Learning to Relax and Attend: Investigating Methods to Analyze Neurofeedback Data from Nepalese Children’s Mind-Full Sessions

Date created: 
2017-08-10
Identifier: 
etd10276
Keywords: 
Relaxation
Attention
EEG
Neurofeedback
Children
Quantitative Data Analysis
Abstract: 

Mind-Full (Nepal) consists of three neurofeedback (NF) games designed to help young children living in extreme poverty learn to self-regulate relaxation and attention. In this thesis, I present the methodological process used to analyze the Mind-Full's log data that was collected from a field-study conducted in Nepal (Antle et al., 2015). The results of this analysis showed that there was no significant improvement in relaxation, attention and game performance of the children across sessions in all three games. There was no correlation between the dependent measures derived from headset generated relaxation/attention indices and brainwave amplitudes. I discuss reasons for these findings, grounded in the previous NF studies.

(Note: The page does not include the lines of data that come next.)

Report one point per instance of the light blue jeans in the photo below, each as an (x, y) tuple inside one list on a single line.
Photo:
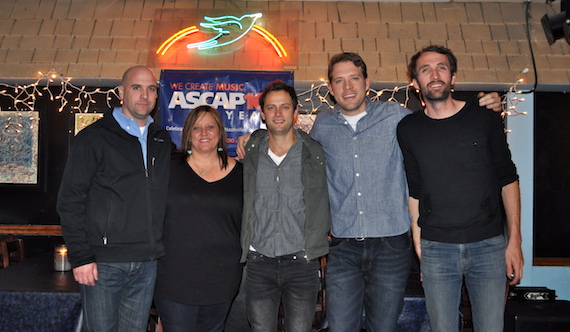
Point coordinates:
[(482, 264), (370, 275), (120, 300)]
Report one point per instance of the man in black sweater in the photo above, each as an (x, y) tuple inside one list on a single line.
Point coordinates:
[(459, 171)]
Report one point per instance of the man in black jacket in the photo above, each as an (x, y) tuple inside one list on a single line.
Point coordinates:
[(111, 204)]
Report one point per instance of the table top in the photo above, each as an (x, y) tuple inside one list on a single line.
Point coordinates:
[(37, 274)]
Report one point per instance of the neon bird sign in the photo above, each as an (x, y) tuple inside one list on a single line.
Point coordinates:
[(224, 36)]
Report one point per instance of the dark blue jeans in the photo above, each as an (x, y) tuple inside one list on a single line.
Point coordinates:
[(370, 274), (269, 280), (121, 298), (178, 317)]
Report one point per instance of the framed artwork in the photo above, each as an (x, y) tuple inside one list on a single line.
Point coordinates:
[(82, 120), (19, 136)]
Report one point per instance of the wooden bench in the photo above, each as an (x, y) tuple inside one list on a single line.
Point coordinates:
[(12, 249)]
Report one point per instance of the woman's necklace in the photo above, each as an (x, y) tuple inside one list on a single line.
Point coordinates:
[(209, 168)]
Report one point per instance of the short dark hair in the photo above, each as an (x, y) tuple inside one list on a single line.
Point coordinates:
[(191, 120), (279, 85), (412, 70), (345, 57)]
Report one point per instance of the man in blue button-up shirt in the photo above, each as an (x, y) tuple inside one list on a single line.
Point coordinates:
[(370, 255)]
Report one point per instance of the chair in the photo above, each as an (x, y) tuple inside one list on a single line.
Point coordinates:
[(4, 258)]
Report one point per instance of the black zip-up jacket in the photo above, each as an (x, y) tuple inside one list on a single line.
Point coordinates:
[(111, 207)]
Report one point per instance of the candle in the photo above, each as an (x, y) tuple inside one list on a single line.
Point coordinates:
[(60, 261)]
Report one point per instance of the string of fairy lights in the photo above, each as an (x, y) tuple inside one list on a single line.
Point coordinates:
[(80, 99)]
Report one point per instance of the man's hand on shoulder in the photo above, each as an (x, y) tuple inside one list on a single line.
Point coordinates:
[(86, 274), (240, 149), (490, 100)]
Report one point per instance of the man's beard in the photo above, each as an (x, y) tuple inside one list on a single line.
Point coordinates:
[(436, 96)]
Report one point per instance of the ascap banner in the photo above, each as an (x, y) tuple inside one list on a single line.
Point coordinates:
[(235, 94)]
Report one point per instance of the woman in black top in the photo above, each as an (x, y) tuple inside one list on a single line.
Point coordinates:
[(200, 273)]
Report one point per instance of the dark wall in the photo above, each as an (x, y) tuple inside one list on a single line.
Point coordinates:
[(35, 204), (551, 174)]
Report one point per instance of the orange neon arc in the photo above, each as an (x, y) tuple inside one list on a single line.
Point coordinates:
[(271, 39)]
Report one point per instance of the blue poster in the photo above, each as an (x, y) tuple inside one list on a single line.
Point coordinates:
[(235, 94)]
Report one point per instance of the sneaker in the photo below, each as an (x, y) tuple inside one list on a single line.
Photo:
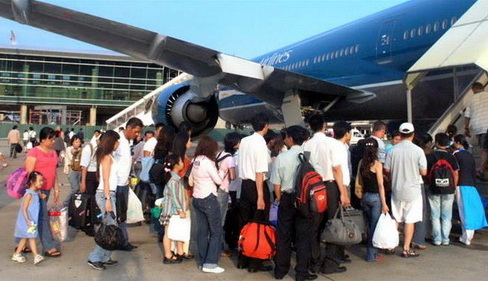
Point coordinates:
[(18, 258), (38, 259), (96, 265), (110, 262), (216, 269)]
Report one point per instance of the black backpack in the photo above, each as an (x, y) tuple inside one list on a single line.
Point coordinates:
[(441, 177)]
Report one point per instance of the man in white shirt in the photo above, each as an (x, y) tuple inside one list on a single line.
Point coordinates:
[(253, 165), (379, 131), (151, 143), (124, 159), (326, 161), (476, 117)]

Based on my results and previous works, I recommend approaches to data analysis methods for future NF studies including how to pre-process data, choose dependent measures and sample sessions for across sessions analysis.

Document type: 
Thesis
Rights: 
This thesis may be printed or downloaded for non-commercial research and scholarly purposes. Copyright remains with the author.
Senior supervisor: 
Alissa Antle
Department: 
Communication, Art & Technology: School of Interactive Arts and Technology
Thesis type: 
(Thesis) M.Sc.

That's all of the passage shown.